Data Format Considerations

Data come in many formats, but one important consideration in the following Experiments is the distinction between a "compressed" data format and a "raw" data format.

In a raw format data file each block of data is discreet, such as a pixel of an image or an audio "sample" in an audio file. Modifying these blocks in-place (without changing the overall file size) will result in a modified but structurally valid file. This is to say that the file will likely still represent a valid file in the original format even though the internal data have been modified.

In a compressed data file an algorithmic manipulation has been performed in order to reduce the size of the file while preseving a substantial portion of the original data.
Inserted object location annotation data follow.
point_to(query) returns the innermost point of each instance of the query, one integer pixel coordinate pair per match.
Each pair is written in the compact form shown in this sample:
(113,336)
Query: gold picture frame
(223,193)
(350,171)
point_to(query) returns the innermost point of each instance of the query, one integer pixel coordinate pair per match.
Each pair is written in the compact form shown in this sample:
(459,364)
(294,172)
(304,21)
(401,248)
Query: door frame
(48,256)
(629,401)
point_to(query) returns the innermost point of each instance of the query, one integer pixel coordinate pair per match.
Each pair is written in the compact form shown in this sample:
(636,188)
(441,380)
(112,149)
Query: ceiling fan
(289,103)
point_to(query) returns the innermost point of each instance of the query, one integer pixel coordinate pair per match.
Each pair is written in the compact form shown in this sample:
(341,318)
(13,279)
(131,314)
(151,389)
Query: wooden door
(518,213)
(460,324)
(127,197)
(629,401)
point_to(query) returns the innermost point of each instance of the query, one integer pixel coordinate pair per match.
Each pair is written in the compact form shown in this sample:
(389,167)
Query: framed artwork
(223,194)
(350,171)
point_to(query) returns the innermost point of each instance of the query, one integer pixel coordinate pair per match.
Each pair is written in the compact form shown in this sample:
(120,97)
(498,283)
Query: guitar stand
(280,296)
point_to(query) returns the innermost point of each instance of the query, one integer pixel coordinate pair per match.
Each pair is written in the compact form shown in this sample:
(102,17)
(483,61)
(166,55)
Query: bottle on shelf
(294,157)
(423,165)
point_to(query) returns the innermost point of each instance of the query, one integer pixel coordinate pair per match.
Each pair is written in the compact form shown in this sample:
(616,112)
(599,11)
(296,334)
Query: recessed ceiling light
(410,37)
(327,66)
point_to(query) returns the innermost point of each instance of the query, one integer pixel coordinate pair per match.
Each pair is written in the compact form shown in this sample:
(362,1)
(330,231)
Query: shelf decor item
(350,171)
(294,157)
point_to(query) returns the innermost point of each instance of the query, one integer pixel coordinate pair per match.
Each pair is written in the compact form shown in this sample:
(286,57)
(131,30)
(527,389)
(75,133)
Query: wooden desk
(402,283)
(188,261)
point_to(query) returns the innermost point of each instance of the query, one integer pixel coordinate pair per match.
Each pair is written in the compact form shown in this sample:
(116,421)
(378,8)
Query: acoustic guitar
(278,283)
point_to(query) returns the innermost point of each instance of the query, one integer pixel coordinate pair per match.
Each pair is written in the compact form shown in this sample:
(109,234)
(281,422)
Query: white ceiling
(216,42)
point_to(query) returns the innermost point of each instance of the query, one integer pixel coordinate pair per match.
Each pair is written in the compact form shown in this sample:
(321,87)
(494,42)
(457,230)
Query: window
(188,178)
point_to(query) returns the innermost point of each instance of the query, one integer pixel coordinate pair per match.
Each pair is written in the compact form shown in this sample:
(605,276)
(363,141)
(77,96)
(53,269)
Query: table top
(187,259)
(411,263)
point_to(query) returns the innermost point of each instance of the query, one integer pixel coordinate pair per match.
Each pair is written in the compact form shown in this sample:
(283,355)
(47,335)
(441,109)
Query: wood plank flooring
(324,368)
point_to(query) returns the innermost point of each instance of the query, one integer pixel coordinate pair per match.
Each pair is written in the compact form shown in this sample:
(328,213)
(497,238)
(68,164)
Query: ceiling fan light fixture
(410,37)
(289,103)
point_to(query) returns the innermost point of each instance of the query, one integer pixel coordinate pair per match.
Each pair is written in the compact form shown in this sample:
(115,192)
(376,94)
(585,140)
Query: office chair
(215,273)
Some of the original raw data will be lost, but we choose compression algorithms which are apprpriate for our use-case. For example, encoding a studio recording as a very low bitrate MP3 may sound unpleasant, but the same low bitrate may be appropriate for a political speech where audio fidelity is less important. We would not use a JPG image compression algorithm for a song or speech ..... Or would we?

Here are some examples of Raw versus Compressed file types for certain applications:

Application	Raw	Compressed
Image / Picture	BMP, XBM, XPM	JPG, GIF, PNG
Audio	WAV, CDDA	MP3, OGG, AAC
Text	TXT, HTML	RTF, ODF, DOC

Raw files are sometimes referred to as "Lossless" meaning that there is no decrease in quality or fidelity because no data compression has been performed. Conversely, compressed files are sometimes referred to as "Lossy" since the intention is to reduce overall file size at the expense of a decrease in quality.